9月21日 世界アルツハイマーデー

科学 今日はこんな日

"サイエンス365days" は、あの科学者が生まれた、あの現象が発見された、など科学に関する歴史的な出来事を紹介するコーナーです。

今日、9月21日は認知症などに対しての理解を深める「世界アルツハイマーデー」の日です。

 

これは、1994のこの日にスコットランドのエディンバラで第10回国際アルツハイマー病協会国際会議が行われたことに由来しています。

「認知症」という言葉は我々にとっても比較的身近ですが、その内容を詳しく知っている人は少ないのではないかと思います。

通常、我々の体は加齢とともに神経細胞が変質していき、脳機能や運動能力が衰えていきます。このような病的な要因がない自然な老化に対して、認知症とは老化以外の要因で認知機能などが冒されることを言います。

この認知症には脳死卒中やアルコール依存症など様々な原因がありますが、中でも最も多いのがアルツハイマー病です。

これは初めてこの病気を報告したドイツの医師アルツハイマー(Alois Alzheimer, 1864-1915)に由来しており、家族性のものと晩発性のものがありますが、どちらも依然としてこれという根本原因はわかっていません。

アルツハイマー(Alois Alzheimer, 1864-1915) photo by GettyImages

外から見える主な症状としてはエピソード記憶と意味記憶という宣言記憶の障害が起こり、言語、計算に支障をきたします。重篤になると寝たきりになるほか、罹患者のうち50%がこの病気が原因で死に至ります。

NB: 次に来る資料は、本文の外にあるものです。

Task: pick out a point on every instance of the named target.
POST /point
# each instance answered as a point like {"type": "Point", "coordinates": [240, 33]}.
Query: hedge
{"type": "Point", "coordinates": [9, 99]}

かつては正常老化との区別が付きにくかったアルツハイマー型認知症ですが、現在はMRIやPET(positron emission tomography)というアミロイドに強く反応する化合物を用いた検査法によってかなり正確な判断ができるようになってきました。

しかし、依然として有効な治療手段は見つかっていません。

WHOの発表によると、2015年時点で世界のアルツハイマー病患者の人数は5000万人で現在も増え続けています。このような状況下で世界的に認知症への理解が求められています。